Váyase usted a paseo
Escuchadme todos los centros de llamadas del universo mundo. No os volveré a atender


No volveré a coger ninguna llamada de números de teléfono que no estén en mi agenda. Lo juro. Escúchame, Iberdrola. Naturgy, escúchame. Escúchame también tú, Amnistía Internacional. Escúchame, Repsol. Escúchame, Vodafone, Yoigo, etcétera. Escuchadme todos los centros de llamadas del universo mundo. No os volveré a atender. Venía haciéndolo por si era Dios el que me requería. No tengo a Dios en la agenda de mi móvil, de modo que tampoco podía reconocer su número.
Escúchame, Dios, ya no me marques porque no te descolgaré. Lo siento, lo siento sobre todo por mí, pero no puedo atender 100 timbrazos al día solo por la posibilidad de que uno de ellos sea el tuyo. Has tenido 100.000 oportunidades de localizarme.
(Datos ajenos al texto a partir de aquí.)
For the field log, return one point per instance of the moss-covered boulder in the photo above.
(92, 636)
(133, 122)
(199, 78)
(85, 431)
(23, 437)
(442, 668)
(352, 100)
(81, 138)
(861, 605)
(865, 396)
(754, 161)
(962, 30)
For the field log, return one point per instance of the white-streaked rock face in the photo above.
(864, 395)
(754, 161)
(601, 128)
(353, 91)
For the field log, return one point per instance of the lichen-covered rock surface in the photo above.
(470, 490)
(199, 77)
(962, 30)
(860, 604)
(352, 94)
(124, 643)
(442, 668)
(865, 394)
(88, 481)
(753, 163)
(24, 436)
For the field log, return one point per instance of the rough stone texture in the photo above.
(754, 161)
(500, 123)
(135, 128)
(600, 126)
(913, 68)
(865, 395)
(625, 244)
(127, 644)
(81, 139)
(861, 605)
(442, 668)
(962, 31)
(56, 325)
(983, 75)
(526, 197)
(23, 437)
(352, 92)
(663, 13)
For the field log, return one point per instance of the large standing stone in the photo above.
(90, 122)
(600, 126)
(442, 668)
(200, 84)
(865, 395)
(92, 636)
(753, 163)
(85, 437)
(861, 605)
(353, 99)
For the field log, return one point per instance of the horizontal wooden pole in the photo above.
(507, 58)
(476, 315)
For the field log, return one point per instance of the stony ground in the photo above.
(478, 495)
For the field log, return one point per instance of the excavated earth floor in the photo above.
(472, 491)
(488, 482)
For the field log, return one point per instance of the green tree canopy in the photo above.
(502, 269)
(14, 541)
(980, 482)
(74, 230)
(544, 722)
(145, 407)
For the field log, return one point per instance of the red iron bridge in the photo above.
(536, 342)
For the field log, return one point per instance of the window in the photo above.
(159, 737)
Basta. Si a San Pablo, camino de Damasco, antes de aparecérsele Dios y preguntarle “Saulo, Saulo, por qué me persigues”, se le hubieran aparecido todas las compañías eléctricas y todas las empresas gasísticas y todas las oenegés del mundo para atraerlo a sus respectivos proyectos económicos, no habría hecho ningún caso a Dios, lo habría confundido con un teleoperador o con una teleoperadora y nos habríamos jugado la propagación del cristianismo.
Pues eso es lo que me ocurre a mí, que ya no distingo a Dios de Movistar. Me da igual que me llamen de aquí o de allá, los unos que los otros, porque no volveré a descolgar a nadie que no haya identificado previamente, aun a riesgo de perderme un milagro, una conversión, de perderme una caída del caballo (que en nuestros días se confunde con la caída del cabello). Y esto es muy grave, amigos, pues significa que hemos perdido la capacidad de distinguir la voz de Dios de la de un vendedor de seguros o la de la Virgen de la de una anunciante de cosméticos. A esto hemos llegado con la obsesión capitalista de reducir la vida cotidiana a un conjunto de operaciones de compra y venta de bienes y servicios. El número al que llama no existe. Váyase usted a paseo.